The Perl Toolchain Summit needs more sponsors. If your company depends on Perl, please support this very important event.

NAME

EBook::Tools::EReader - Palm::PDB handler for manipulating the Fictionwise/PeanutPress eReader format.

SYNOPSIS

 use EBook::Tools::EReader;
 my $pdb = EBook::Tools::EReader->new();
 $pdb->Load('myfile-er.pdb');
 print "Loaded '",$pdb->{title},"' by ",$pdb->{author},"\n";
 my $html = $pdb->html;
 my $pml = $pdb->pml
 $pdb->write_unknown_records

DEPENDENCIES

  • Compress::Zlib

  • Image::Size

  • P5-Palm

CONSTRUCTOR

new()

Instantiates a new Ebook::Tools::EReader object.

ACCESSOR METHODS

filebase

In scalar context, this is the basename of the object attribute filename. In list context, it actually returns the basename, directory, and extension as per fileparse from File::Basename.

footnotes()

Returns a hash containing all of the footnotes found in the file, where the keys are the footnote ids and the values contain the footnote text.

footnotes_pml()

Returns a string containing all of the footnotes in a form suitable to append to the end of PML text output. This is called as part of "pml()".

footnotes_html()

Returns a string containing all of the footnotes in a form suitable to append to the end of HTML text output. This is called as part of "html()".

pml()

Returns a string containing the entire original document text in its original encoding, including all sidebars and footnotes.

html()

Returns a string containing the entire document text (including all sidebars and footnotes) converted to HTML.

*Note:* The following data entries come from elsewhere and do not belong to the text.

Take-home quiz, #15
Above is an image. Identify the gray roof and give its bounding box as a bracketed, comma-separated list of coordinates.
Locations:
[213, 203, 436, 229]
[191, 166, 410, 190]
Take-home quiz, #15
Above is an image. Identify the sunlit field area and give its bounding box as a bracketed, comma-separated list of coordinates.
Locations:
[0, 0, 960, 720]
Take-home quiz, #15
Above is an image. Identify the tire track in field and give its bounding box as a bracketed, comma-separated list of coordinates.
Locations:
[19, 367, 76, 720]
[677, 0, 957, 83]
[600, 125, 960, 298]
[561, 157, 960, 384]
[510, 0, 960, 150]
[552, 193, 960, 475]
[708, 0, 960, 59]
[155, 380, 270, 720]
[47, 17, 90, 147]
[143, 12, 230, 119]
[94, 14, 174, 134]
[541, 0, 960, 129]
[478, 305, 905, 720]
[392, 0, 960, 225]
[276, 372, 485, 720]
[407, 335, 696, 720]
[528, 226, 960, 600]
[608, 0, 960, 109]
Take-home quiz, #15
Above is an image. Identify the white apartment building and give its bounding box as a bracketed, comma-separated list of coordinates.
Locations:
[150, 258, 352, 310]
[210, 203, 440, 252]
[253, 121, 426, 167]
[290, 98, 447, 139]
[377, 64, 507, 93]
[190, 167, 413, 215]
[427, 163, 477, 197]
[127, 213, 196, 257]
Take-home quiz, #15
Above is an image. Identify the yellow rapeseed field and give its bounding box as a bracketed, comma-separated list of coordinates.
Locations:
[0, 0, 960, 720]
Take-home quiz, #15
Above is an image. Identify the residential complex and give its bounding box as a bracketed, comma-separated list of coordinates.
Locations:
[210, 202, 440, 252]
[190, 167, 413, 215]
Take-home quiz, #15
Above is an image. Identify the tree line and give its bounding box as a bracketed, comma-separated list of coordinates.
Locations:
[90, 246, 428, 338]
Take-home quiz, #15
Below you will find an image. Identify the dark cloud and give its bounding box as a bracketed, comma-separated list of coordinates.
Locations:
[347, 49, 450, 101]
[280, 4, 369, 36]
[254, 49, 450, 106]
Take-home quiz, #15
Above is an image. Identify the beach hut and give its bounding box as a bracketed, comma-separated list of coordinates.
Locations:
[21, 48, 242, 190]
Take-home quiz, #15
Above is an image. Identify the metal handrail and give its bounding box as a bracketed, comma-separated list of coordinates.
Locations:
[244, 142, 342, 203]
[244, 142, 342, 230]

Note that the PML text is stored in the object (and thus retrieving it is very fast), but generating the HTML output requires that the text be converted every time this method is used, consuming extra processing time.

sidebars()

Returns a hash containing all of the sidebars found in the file, where the keys are the sidebar ids and the values contain the sidebar text.

Returns a string containing all of the sidebars in a form suitable to append to the end of PML text output. This is called as part of "pml()".

Returns a string containing all of the sidebars in a form suitable to append to the end of HTML text output. This is called as part of "html()".

write_html($filename)

Writes the raw book text to disk in PML form (including all sidebars and footnotes) with the given filename.

If $filename is not specified, writes to $self->filebase with a ".html" extension.

Returns the filename used on success, or undef if there was no text to write.

write_images()

Writes each image record to the disk.

Returns a list containing the filenames of all images written, or undef if none were found.

write_pml($filename)

Writes the raw book text to disk in PML form (including all sidebars and footnotes) with the given filename.

If $filename is not specified, writes to $self->filebase with a ".pml" extension.

Returns the filename used on success, or undef if there was no text to write.

write_unknown_records()

Writes each unidentified record to disk with a filename in the format of 'raw-record-####', where #### is the record number (not the record ID).

Returns the number of records written.

MODIFIER METHODS

Load($filename)

Sets $self->{filename} and then loads and parses the file specified by $filename, calling "ParseRecord(%record)" on every record found.

ParseRecord(%record)

Parses PDB records, updating the object attributes. This method is called automatically on every database record during Load().

ParseRecord0($data)

Parses the header record and places the parsed values into the hashref $self->{header}.

Returns the hash (not the hashref).

PROCEDURES

cp1252_to_pml()

An unfinished and completely nonfunctional procedure to convert Windows-1252 characters to PML \a codes.

DO NOT USE.

pml_to_html($text,$filebase)

Takes as input a text string in Windows-1252 encoding containing PML markup codes and returns a string with those codes converted to UTF-8 HTML.

Requires a second argument $filebase to specify the basename of the file (or specifically, the basename of the file to which output text will be written) so that image links can be generated correctly.

BUGS AND LIMITATIONS

  • HTML conversion doesn't handle handle the \T command used to indent.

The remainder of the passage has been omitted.